Según un informe realizado por Cushman & Wakefield, en el cual relevó 1.370.493 metros cuadrados de oficinas clase A localizadas en Buenos Aires, el 2020 finalizó con una demanda más activa en oficinas premium. “Hoy las empresas tienen un gran problema que ya lo vivieron en la época del cepo del 2011 al 2015: cuando obtienen ganancias no pueden comprar dólares ni tampoco girarlo hacia otros países. Entonces, para diversificar la cantidad de pesos que están acumulando y poder dolarizarse, invierten en el Real Estate corporativo”, indica José Viñas, Director de Brokerage de la firma en diálogo con LA NACION.

En el mismo sentido, Domingo Speranza, CEO de la consultora Newmark Knight Frank Argentina, agrega que las empresas locales, dueñas de edificios, identificaron que era la ocasión ideal para vender sus propiedades. “Vieron la oportunidad de poder acceder por otro lado al mercado libre de cambios porque tenían deuda internacional. Entonces, vendían al dólar MEP y compraban dólar divisa. Ahí arbitraron los precios y terminaban vendiendo un 50% más caro o compraban un 50% más de dólares Banco Nación, respecto al valor del metro cuadrado”.

Los efectos que generan las restricciones cambiarias en el sector inmobiliarios son dispares. Si bien los valores de las propiedades residenciales tienden a la baja por las dificultades que tienen las personas físicas para acceder a la compra de dólares, en las oficinas la demanda aumenta y los precios se mantienen o incluso suben, como sucedió durante el cepo del Gobierno de Cristina Fernández de Kirchner. “Por ahora los valores se mantienen, pero es un efecto que se podría dar en el futuro”, acotó Viñas.

Aunque la compra-venta de oficinas clase A destacó en el último trimestre del 2020 (tanto para el uso interno de la compañía como para alquilar y obtener una nueva renta), el abanico de inversiones en el Real Estate corporativo por el que se inclinaron las empresas es más amplio.
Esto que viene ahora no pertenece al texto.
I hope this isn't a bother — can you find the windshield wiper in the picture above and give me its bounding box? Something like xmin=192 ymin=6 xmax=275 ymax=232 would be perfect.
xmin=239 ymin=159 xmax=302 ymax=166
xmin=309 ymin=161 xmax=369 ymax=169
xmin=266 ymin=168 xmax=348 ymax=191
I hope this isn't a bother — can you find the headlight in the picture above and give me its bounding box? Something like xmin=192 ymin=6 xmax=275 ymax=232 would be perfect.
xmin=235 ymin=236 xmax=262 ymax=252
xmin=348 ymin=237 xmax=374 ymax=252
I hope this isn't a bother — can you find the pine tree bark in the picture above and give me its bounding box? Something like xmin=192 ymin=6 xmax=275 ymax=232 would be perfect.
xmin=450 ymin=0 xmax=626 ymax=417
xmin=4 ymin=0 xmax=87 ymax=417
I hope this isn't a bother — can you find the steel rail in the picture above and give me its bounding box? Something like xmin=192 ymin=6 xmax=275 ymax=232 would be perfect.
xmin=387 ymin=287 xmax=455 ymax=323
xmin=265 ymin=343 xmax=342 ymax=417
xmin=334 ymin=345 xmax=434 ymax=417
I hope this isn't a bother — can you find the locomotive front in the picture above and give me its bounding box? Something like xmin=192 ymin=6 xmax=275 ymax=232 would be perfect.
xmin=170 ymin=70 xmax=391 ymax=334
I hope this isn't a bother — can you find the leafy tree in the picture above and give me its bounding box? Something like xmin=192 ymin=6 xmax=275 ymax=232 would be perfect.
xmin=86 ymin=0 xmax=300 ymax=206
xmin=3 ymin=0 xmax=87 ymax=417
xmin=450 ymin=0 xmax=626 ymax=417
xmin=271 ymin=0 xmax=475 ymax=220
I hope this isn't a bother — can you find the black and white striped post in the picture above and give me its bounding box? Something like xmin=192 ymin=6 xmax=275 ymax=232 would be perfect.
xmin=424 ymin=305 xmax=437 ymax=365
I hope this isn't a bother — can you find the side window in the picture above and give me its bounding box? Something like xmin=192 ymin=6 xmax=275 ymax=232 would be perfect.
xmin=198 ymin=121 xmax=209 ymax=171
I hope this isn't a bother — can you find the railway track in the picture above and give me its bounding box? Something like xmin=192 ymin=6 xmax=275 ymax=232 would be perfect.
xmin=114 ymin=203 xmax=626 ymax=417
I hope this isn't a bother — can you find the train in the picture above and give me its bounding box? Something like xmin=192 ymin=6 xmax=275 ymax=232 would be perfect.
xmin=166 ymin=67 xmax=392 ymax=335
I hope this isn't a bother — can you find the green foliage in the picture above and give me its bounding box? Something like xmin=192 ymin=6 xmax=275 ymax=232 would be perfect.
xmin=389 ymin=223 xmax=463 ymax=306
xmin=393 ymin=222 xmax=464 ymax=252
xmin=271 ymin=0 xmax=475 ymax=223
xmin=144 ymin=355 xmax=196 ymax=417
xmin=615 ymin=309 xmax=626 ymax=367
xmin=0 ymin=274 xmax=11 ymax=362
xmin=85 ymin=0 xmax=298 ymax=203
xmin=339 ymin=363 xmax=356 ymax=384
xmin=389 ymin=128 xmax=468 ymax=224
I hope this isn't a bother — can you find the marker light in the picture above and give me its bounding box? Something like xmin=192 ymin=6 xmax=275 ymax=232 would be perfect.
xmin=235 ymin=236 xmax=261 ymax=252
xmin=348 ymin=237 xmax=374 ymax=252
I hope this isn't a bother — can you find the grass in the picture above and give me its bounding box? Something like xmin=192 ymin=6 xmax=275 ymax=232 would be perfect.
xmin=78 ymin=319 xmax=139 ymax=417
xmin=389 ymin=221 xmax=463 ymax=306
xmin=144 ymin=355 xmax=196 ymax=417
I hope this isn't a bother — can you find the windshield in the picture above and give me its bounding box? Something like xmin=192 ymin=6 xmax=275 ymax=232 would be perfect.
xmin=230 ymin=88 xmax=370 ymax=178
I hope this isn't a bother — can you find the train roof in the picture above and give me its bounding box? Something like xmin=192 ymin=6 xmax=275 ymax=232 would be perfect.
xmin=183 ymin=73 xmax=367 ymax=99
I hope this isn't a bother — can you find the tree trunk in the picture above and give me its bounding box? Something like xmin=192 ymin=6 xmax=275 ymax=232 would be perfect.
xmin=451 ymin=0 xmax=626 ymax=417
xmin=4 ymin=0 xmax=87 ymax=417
Otras opciones son la compra de un terreno para la construcción de su propia oficina o depósito logístico, un desarrollo inmobiliario que es “una alternativa económica por los bajos costos de construcción actuales”; el pago por adelantado de todo el contrato de alquiler para así “deshacerse de los pesos” o la remodelación de sus oficinas.

La vacancia de alquileres sigue subiendo

En un año marcado por el teletrabajo, el informe resaltó que las oficinas clase A cerraron el año con una vacancia del 12,7%, un aumento del 17,6% en relación con el trimestre anterior. En parte, los espacios disponibles siguen subiendo porque las empresas comenzaron a implementar el trabajo rotativo y “descubrieron que pueden reducir entre un 30-40% de su superficie ocupada”. Otro tanto, por la entrada al mercado de nuevos metros cuadrados que se terminaron de construir durante la cuarentena y todavía no se alquilaron. Este contexto benefició los márgenes de negociación y los precios de cierre se flexibilizaron.

Por su parte, Speranza adelantó que para el primer trimestre del año se espera que la cifra de vacancia esté entre el 15% y 17%, aunque hizo hincapié en que “las oficinas no se han muerto ni el home office desterró por completo al trabajo en oficinas, las compañías saben que van a volver a sus espacios de trabajo tarde o temprano”. Además, remarcó que de a poco va a haber un ajuste de los valores, el cual dependerá del tipo de cambio oficial.